I contrasted this with my [mathematician] father who always was doing research, always was involved with what he went into the discipline to do, who was always thinking about problems, talking with collaborators, doing research, and who wasn't as worried about all of the administrative aspects of managing a large research group.
The post-doc that I was working most closely with...I went in one day to observe him doing an experiment. And he had been waiting for weeks, months, for these specially-labeled cells to arrive so that he could run his experiment, get the data, write a paper, apply for jobs and whatever. And we got in to do the experiment and the machine was broken! And so he was desperately trying to figure out how to fix it as quickly as possible while his specially-labeled cells that he'd been waiting who knows how long for were dying! And I just stood there and I was like, "I would not deal well with this sort of situation."
He was frustrated and he was tense and he was upset, but he was coping with it, managing to move forward and try and make the best of it. And I thought, my head would explode! This is not for me!
These were incidents and experiences that I had that were what led to my, I don't see myself having a career in the experimental sciences. I can't picture myself being that kind of scientist. But I can easily picture myself being a mathematician. So that was sort of a more pragmatic, professional calculation.

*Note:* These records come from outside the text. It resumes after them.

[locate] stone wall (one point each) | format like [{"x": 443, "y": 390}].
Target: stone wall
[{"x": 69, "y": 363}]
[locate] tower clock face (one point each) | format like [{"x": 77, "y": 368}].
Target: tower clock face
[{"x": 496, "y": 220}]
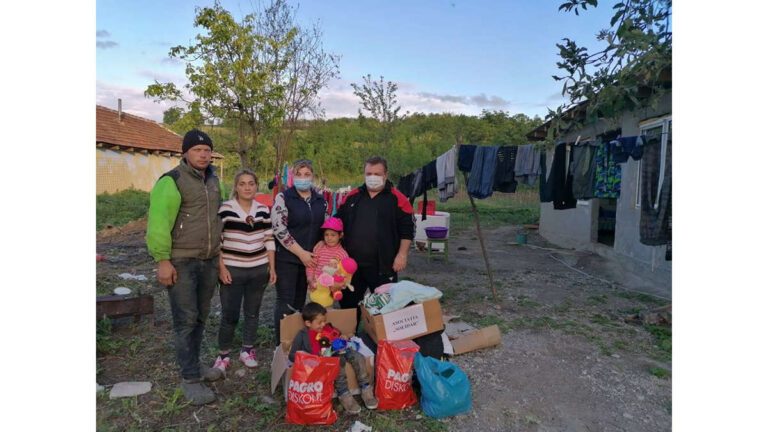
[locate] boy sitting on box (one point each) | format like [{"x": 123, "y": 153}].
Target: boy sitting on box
[{"x": 308, "y": 340}]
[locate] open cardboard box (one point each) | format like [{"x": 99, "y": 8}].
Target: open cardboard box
[
  {"x": 406, "y": 323},
  {"x": 342, "y": 319}
]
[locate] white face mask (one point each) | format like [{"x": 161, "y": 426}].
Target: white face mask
[{"x": 374, "y": 183}]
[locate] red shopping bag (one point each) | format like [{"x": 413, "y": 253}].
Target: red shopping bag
[
  {"x": 394, "y": 367},
  {"x": 310, "y": 390}
]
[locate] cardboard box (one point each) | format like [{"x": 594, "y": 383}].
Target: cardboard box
[
  {"x": 342, "y": 319},
  {"x": 471, "y": 341},
  {"x": 407, "y": 323}
]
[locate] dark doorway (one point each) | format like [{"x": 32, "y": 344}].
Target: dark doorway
[{"x": 606, "y": 221}]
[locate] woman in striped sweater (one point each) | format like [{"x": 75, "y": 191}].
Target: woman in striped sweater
[{"x": 247, "y": 263}]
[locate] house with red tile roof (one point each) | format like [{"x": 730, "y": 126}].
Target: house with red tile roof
[{"x": 133, "y": 152}]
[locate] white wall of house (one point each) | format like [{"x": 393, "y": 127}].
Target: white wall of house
[
  {"x": 576, "y": 228},
  {"x": 117, "y": 170}
]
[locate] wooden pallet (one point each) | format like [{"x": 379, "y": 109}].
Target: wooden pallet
[{"x": 115, "y": 306}]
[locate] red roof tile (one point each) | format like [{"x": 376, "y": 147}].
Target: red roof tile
[{"x": 134, "y": 131}]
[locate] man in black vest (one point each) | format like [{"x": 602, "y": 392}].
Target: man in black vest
[
  {"x": 183, "y": 236},
  {"x": 378, "y": 231}
]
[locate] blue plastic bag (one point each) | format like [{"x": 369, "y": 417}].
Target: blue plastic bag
[{"x": 445, "y": 389}]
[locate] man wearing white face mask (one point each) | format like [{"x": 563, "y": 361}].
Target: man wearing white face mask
[{"x": 378, "y": 231}]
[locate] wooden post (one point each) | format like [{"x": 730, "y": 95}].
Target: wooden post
[{"x": 480, "y": 236}]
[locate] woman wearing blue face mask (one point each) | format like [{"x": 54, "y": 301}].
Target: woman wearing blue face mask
[{"x": 297, "y": 215}]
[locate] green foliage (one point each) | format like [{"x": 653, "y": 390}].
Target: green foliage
[
  {"x": 663, "y": 337},
  {"x": 121, "y": 207},
  {"x": 173, "y": 403},
  {"x": 633, "y": 68},
  {"x": 660, "y": 372},
  {"x": 105, "y": 341}
]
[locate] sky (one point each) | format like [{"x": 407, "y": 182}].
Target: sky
[{"x": 456, "y": 56}]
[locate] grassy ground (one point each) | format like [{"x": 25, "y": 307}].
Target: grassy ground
[
  {"x": 521, "y": 207},
  {"x": 120, "y": 208}
]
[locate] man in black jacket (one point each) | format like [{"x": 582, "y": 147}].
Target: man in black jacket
[{"x": 378, "y": 231}]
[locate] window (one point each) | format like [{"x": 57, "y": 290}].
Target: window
[{"x": 660, "y": 128}]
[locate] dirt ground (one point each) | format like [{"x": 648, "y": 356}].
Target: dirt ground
[{"x": 568, "y": 360}]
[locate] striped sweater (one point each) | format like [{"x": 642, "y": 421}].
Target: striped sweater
[
  {"x": 246, "y": 237},
  {"x": 323, "y": 255}
]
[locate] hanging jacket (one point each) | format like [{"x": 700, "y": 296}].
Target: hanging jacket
[
  {"x": 483, "y": 172},
  {"x": 562, "y": 181},
  {"x": 656, "y": 197},
  {"x": 504, "y": 181},
  {"x": 527, "y": 164},
  {"x": 583, "y": 170},
  {"x": 545, "y": 185},
  {"x": 466, "y": 157},
  {"x": 607, "y": 174},
  {"x": 446, "y": 175},
  {"x": 303, "y": 222},
  {"x": 624, "y": 147}
]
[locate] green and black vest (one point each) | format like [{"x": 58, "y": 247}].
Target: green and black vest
[{"x": 197, "y": 230}]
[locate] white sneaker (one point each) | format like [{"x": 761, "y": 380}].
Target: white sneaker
[
  {"x": 248, "y": 358},
  {"x": 221, "y": 364}
]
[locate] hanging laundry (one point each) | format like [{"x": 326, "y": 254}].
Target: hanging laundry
[
  {"x": 428, "y": 181},
  {"x": 545, "y": 185},
  {"x": 561, "y": 180},
  {"x": 505, "y": 170},
  {"x": 446, "y": 175},
  {"x": 405, "y": 185},
  {"x": 624, "y": 147},
  {"x": 607, "y": 174},
  {"x": 466, "y": 157},
  {"x": 583, "y": 170},
  {"x": 527, "y": 164},
  {"x": 656, "y": 194},
  {"x": 483, "y": 172}
]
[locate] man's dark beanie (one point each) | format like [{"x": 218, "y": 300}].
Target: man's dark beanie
[{"x": 195, "y": 137}]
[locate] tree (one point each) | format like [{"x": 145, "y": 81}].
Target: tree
[
  {"x": 229, "y": 79},
  {"x": 380, "y": 100},
  {"x": 181, "y": 121},
  {"x": 309, "y": 69},
  {"x": 633, "y": 69}
]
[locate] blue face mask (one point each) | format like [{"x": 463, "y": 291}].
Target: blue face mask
[{"x": 302, "y": 184}]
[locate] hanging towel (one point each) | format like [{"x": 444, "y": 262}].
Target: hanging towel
[
  {"x": 466, "y": 157},
  {"x": 583, "y": 170},
  {"x": 446, "y": 175},
  {"x": 429, "y": 181},
  {"x": 545, "y": 185},
  {"x": 527, "y": 164},
  {"x": 656, "y": 194},
  {"x": 624, "y": 147},
  {"x": 402, "y": 293},
  {"x": 607, "y": 174},
  {"x": 405, "y": 185},
  {"x": 505, "y": 170},
  {"x": 561, "y": 180},
  {"x": 483, "y": 172}
]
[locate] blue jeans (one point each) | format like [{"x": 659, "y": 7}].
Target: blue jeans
[
  {"x": 190, "y": 300},
  {"x": 246, "y": 291},
  {"x": 291, "y": 291}
]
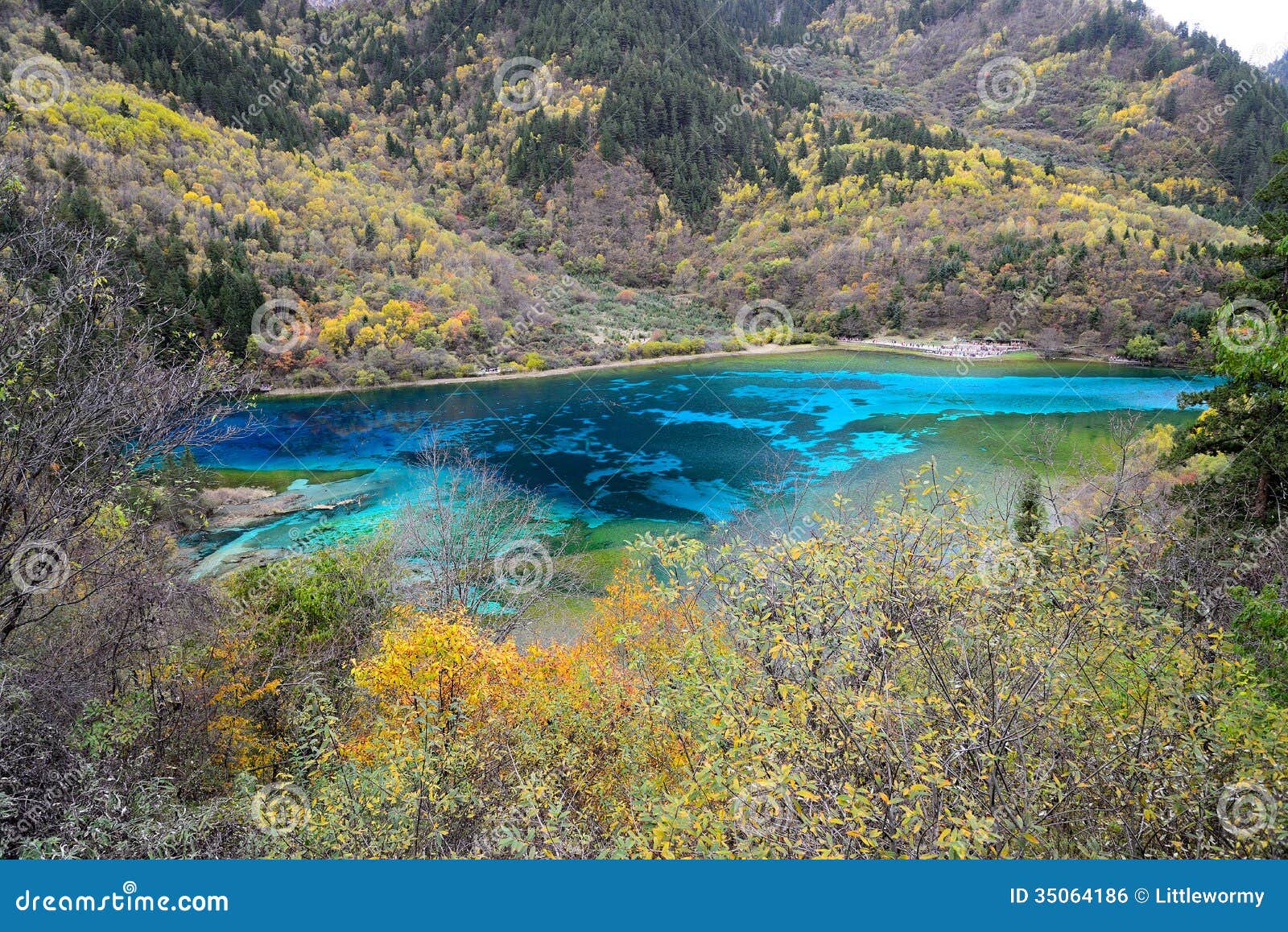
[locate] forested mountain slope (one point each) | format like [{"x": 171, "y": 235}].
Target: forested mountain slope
[{"x": 429, "y": 188}]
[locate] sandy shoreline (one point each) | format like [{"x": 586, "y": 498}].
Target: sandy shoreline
[
  {"x": 849, "y": 345},
  {"x": 540, "y": 373}
]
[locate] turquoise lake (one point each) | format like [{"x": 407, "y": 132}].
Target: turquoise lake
[{"x": 676, "y": 442}]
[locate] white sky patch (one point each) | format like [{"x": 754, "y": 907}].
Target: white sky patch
[{"x": 1256, "y": 28}]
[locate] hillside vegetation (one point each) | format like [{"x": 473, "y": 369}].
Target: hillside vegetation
[{"x": 423, "y": 189}]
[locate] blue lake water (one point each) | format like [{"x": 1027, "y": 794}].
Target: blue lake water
[{"x": 675, "y": 442}]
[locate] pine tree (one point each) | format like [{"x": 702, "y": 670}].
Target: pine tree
[{"x": 1030, "y": 513}]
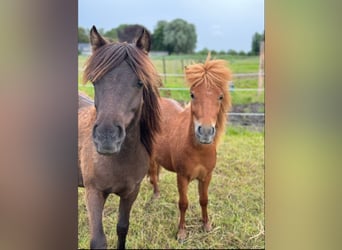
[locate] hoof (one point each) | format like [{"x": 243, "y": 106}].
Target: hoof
[
  {"x": 207, "y": 227},
  {"x": 181, "y": 235}
]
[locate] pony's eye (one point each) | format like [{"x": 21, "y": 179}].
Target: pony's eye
[{"x": 139, "y": 84}]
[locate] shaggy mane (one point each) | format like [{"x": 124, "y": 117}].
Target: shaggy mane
[
  {"x": 112, "y": 55},
  {"x": 212, "y": 73}
]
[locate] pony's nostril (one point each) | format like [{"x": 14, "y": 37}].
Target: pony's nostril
[{"x": 200, "y": 129}]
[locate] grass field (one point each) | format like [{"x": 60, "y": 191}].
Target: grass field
[{"x": 236, "y": 204}]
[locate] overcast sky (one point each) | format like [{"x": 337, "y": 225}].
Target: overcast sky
[{"x": 220, "y": 24}]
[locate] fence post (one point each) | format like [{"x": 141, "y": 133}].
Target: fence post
[
  {"x": 164, "y": 69},
  {"x": 261, "y": 68}
]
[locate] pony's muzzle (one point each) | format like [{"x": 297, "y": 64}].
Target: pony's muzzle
[
  {"x": 108, "y": 139},
  {"x": 205, "y": 134}
]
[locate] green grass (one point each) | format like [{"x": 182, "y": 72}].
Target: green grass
[{"x": 236, "y": 204}]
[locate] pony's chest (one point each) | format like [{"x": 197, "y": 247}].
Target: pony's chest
[
  {"x": 120, "y": 177},
  {"x": 198, "y": 167}
]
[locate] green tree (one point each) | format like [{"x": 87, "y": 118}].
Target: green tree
[
  {"x": 158, "y": 37},
  {"x": 83, "y": 35},
  {"x": 204, "y": 51},
  {"x": 256, "y": 39},
  {"x": 112, "y": 35},
  {"x": 180, "y": 37}
]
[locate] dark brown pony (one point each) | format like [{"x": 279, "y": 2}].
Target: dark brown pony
[
  {"x": 116, "y": 135},
  {"x": 189, "y": 137}
]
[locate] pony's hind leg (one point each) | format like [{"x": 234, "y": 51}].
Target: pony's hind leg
[
  {"x": 153, "y": 173},
  {"x": 95, "y": 201},
  {"x": 124, "y": 214},
  {"x": 182, "y": 183},
  {"x": 203, "y": 200}
]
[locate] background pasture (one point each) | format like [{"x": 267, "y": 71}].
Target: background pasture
[{"x": 236, "y": 192}]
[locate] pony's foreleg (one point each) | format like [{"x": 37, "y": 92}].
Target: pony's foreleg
[
  {"x": 95, "y": 201},
  {"x": 154, "y": 177},
  {"x": 124, "y": 214},
  {"x": 203, "y": 200},
  {"x": 182, "y": 183}
]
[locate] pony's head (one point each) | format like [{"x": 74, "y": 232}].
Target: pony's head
[
  {"x": 210, "y": 98},
  {"x": 125, "y": 83}
]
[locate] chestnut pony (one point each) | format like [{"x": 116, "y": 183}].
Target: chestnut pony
[
  {"x": 189, "y": 137},
  {"x": 116, "y": 134}
]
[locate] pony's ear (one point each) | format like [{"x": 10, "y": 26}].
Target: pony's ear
[
  {"x": 143, "y": 41},
  {"x": 96, "y": 40}
]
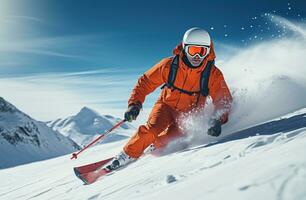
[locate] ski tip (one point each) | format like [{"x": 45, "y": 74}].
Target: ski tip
[
  {"x": 74, "y": 156},
  {"x": 79, "y": 175}
]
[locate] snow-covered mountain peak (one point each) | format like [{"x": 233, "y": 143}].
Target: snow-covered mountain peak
[
  {"x": 87, "y": 124},
  {"x": 86, "y": 112},
  {"x": 6, "y": 106},
  {"x": 24, "y": 140}
]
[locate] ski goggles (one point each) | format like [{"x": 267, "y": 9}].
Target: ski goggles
[{"x": 193, "y": 50}]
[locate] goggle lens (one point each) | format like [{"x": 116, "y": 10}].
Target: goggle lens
[{"x": 193, "y": 50}]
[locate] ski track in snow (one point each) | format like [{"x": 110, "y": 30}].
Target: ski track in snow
[{"x": 260, "y": 162}]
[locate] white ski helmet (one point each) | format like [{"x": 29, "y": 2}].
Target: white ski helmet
[{"x": 196, "y": 37}]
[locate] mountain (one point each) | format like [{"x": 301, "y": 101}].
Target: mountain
[
  {"x": 24, "y": 140},
  {"x": 87, "y": 124},
  {"x": 262, "y": 162}
]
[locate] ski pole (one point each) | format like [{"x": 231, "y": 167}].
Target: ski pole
[{"x": 75, "y": 155}]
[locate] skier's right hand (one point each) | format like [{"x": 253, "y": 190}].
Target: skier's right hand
[{"x": 132, "y": 112}]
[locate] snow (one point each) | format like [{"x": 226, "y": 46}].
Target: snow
[
  {"x": 260, "y": 154},
  {"x": 25, "y": 140},
  {"x": 263, "y": 162},
  {"x": 87, "y": 125}
]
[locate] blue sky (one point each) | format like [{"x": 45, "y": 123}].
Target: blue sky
[
  {"x": 74, "y": 35},
  {"x": 81, "y": 48}
]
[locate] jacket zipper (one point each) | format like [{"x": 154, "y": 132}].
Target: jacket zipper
[{"x": 182, "y": 88}]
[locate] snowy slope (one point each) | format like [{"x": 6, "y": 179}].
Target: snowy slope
[
  {"x": 24, "y": 140},
  {"x": 263, "y": 162},
  {"x": 87, "y": 125}
]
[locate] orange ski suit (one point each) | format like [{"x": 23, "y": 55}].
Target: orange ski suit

But then it's just the math that I like. I think about things mathematically, I am most interested in the mathematical aspects of problems. It's incredibly frustrating in some sense. And so it has to be something that you love, and not in a roses and hearts and rainbows kind of way, but in an almost obsessive "I can't NOT do this" sort of way. Because most days you make a little progress, if at all, and it's a lot of slogging through it for those brief "A-ha!" moments where you realize, "Oh, wow! This is even cooler than I ever thought!" But it has to be something that you're willing to get up and do every day. The most important thing I think is to find what that is. For everybody it's going to be different.